Quem com ele privou assinala-lhe a sagacidade e o humor cáustico, que não hesitava em usar contra si próprio. “Gosta de provocar. Usa a língua como cacete. Faz frequentemente lembrar um lorde caceteiro”, descreveu Carlos Magno numa crónica escrita na altura. O advogado Godinho de Matos considera-o o último grande bastonário da classe. “O último de uma grande série”, corrobora Júdice. “Tinha o coração ao pé da boca. Dizia o que pensava e como bastonário fez os grandes combates do Estado de direito, denunciando os abusos da investigação criminal e as tentativas de instrumentalização da profissão” pelo poder político, assinala.

Acusou o Governo e a PGR

Acusou o Governo de comprar deputados, a propósito da adesão de Portugal ao Tribunal Penal Internacional, que permitiu a extradição de arguidos sujeitos a prisão perpétua.

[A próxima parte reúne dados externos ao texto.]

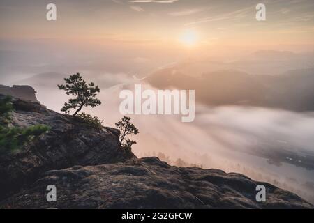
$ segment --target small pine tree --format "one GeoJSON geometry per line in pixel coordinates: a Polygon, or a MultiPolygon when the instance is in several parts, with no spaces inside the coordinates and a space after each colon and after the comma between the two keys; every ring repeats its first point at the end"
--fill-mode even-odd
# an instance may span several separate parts
{"type": "Polygon", "coordinates": [[[130,123],[130,117],[124,116],[121,121],[115,123],[117,128],[121,132],[119,137],[120,147],[130,151],[132,148],[132,145],[136,144],[136,141],[127,139],[126,138],[126,136],[139,133],[138,129],[130,123]]]}
{"type": "Polygon", "coordinates": [[[0,155],[19,149],[42,134],[50,130],[45,125],[36,125],[27,128],[9,127],[10,112],[13,111],[12,98],[0,99],[0,155]]]}
{"type": "Polygon", "coordinates": [[[87,84],[80,73],[70,75],[68,78],[64,78],[66,84],[59,85],[60,90],[66,91],[66,93],[75,96],[64,103],[61,111],[67,114],[70,113],[72,109],[76,109],[73,114],[73,116],[76,116],[77,113],[82,110],[83,107],[91,106],[94,107],[101,104],[99,99],[96,98],[97,93],[100,90],[98,86],[91,82],[87,84]]]}

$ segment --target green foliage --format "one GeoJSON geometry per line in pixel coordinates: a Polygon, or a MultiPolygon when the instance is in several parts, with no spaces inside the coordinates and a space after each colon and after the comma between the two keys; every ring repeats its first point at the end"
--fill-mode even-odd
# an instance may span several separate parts
{"type": "Polygon", "coordinates": [[[97,116],[91,116],[90,114],[82,112],[77,116],[77,118],[83,121],[85,123],[92,127],[95,127],[99,129],[103,128],[103,120],[100,120],[97,116]]]}
{"type": "Polygon", "coordinates": [[[70,109],[75,109],[76,111],[73,116],[75,116],[83,107],[94,107],[101,104],[100,100],[96,98],[97,93],[100,91],[98,86],[95,86],[93,82],[87,84],[80,73],[70,75],[68,78],[64,78],[64,80],[66,84],[58,84],[59,89],[66,91],[68,95],[73,95],[75,98],[69,99],[68,102],[64,103],[62,112],[68,114],[70,109]]]}
{"type": "Polygon", "coordinates": [[[50,130],[45,125],[36,125],[25,128],[9,127],[10,113],[13,110],[11,101],[10,97],[0,100],[0,155],[19,149],[24,144],[50,130]]]}
{"type": "Polygon", "coordinates": [[[6,96],[0,100],[0,125],[6,125],[10,121],[10,113],[13,111],[12,98],[6,96]]]}
{"type": "Polygon", "coordinates": [[[133,141],[126,138],[127,135],[137,134],[138,129],[130,123],[130,118],[124,116],[121,121],[115,123],[117,128],[121,130],[119,141],[120,146],[126,150],[130,151],[132,145],[136,144],[136,141],[133,141]]]}

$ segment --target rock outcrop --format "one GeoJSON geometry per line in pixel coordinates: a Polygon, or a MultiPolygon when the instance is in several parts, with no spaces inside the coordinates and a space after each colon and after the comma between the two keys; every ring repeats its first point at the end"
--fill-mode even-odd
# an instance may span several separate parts
{"type": "Polygon", "coordinates": [[[0,84],[0,93],[21,98],[24,100],[38,102],[35,90],[27,85],[13,85],[12,87],[0,84]]]}
{"type": "Polygon", "coordinates": [[[172,167],[120,148],[118,130],[87,127],[38,103],[15,99],[13,124],[51,131],[0,159],[2,208],[312,208],[296,194],[218,169],[172,167]],[[256,185],[267,189],[255,200],[256,185]],[[54,185],[57,201],[47,202],[54,185]]]}

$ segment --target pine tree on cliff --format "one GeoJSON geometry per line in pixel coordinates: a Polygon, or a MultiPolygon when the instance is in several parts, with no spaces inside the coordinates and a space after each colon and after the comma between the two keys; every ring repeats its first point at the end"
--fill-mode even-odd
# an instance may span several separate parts
{"type": "Polygon", "coordinates": [[[66,91],[68,95],[73,95],[75,98],[70,98],[64,103],[62,112],[68,114],[70,109],[76,109],[73,114],[73,116],[76,116],[84,107],[94,107],[101,104],[100,100],[96,98],[97,93],[100,91],[98,86],[95,86],[93,82],[87,84],[80,73],[70,75],[68,78],[64,78],[64,80],[66,84],[58,84],[59,89],[66,91]]]}

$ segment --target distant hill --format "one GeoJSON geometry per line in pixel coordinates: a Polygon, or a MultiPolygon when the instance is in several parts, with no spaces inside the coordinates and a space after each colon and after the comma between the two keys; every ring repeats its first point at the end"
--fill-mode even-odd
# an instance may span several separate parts
{"type": "Polygon", "coordinates": [[[35,90],[30,86],[13,85],[12,87],[0,84],[0,93],[19,98],[24,100],[38,102],[35,90]]]}
{"type": "Polygon", "coordinates": [[[57,84],[60,84],[63,78],[67,75],[58,72],[45,72],[36,75],[33,77],[26,78],[17,82],[15,82],[15,84],[27,84],[31,86],[54,86],[57,87],[57,84]]]}
{"type": "Polygon", "coordinates": [[[295,194],[236,173],[170,166],[119,147],[119,131],[83,125],[38,103],[15,100],[14,125],[51,130],[0,155],[1,208],[313,208],[295,194]],[[22,104],[23,106],[21,106],[22,104]],[[256,187],[267,192],[256,201],[256,187]],[[48,185],[57,202],[47,202],[48,185]]]}

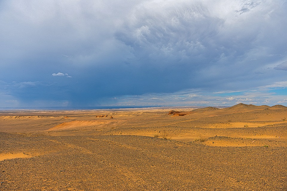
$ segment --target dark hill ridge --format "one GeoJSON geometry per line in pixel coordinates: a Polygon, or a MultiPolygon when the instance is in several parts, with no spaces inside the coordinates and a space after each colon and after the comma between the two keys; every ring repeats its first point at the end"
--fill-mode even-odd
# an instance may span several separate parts
{"type": "Polygon", "coordinates": [[[272,106],[271,107],[273,108],[287,108],[287,107],[285,106],[282,105],[275,105],[272,106]]]}

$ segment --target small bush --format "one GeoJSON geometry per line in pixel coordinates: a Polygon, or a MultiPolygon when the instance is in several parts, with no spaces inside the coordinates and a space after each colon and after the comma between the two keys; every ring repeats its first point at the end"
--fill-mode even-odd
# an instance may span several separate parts
{"type": "Polygon", "coordinates": [[[201,142],[204,142],[204,139],[202,137],[202,135],[199,135],[196,136],[196,139],[194,141],[199,141],[201,142]]]}
{"type": "Polygon", "coordinates": [[[172,136],[172,135],[169,135],[167,132],[165,130],[163,131],[161,133],[160,136],[165,139],[171,139],[171,138],[172,136]]]}

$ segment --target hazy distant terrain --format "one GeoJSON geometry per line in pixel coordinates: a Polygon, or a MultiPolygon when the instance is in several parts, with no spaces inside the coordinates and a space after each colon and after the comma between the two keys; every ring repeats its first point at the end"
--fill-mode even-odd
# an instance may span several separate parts
{"type": "Polygon", "coordinates": [[[281,105],[1,112],[1,190],[287,190],[281,105]]]}

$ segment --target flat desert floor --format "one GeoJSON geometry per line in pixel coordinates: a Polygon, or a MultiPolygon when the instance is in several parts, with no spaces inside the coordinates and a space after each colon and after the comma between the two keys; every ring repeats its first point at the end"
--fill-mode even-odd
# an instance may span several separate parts
{"type": "Polygon", "coordinates": [[[0,111],[0,190],[287,190],[287,107],[0,111]]]}

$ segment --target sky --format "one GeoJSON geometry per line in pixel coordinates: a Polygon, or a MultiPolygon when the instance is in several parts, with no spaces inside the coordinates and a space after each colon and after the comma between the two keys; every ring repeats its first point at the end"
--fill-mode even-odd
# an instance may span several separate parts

Pediu a demissão do procurador-geral da República Cunha Rodrigues. “O Ministério Público actua na convicção de que tem os mesmos poderes que eram utilizados pela PIDE e pela Gestapo, quando revela total desconsideração pelos direitos dos arguidos”, afirmava em 2003. E quando José Sócrates chefiava o Governo apodou-o de ditador, “um indivíduo impreparado para qualquer coisa que seja uma actividade política.”

Homem de direita sem nunca ter aderido a nenhum partido, teve em Garcia Pereira, do MRPP, um aliado e um amigo – ao ponto de, apesar de se considerar católico e conservador, ter chegado a ser seu mandatário quando o advogado se candidatou à Assembleia da República em 2009.

Do tempo que alguém pode ser mantido em prisão preventiva, que considerava excessivo, até à desresponsabilização dos governantes pelas decisões que tomam, muitas das preocupações que manifestou sobre a justiça portuguesa continuam actuais. Defendia que os políticos deviam ser julgados pelos erros cometidos.

Destacando também a sua coragem, outro amigo seu, Fernando Fragoso Marques, recorda como continuou a advogar mesmo depois de ter sido acometido por um AVC em 2010. Trabalhava num pequeno escritório de que fazem parte um irmão e dois filhos. “Era a sua paixão”, descreve o advogado. Nem todos os filhos seguiram as suas pisadas: um deles, a quem chamou também António, tornou-se ministro da Economia de Passos Coelho.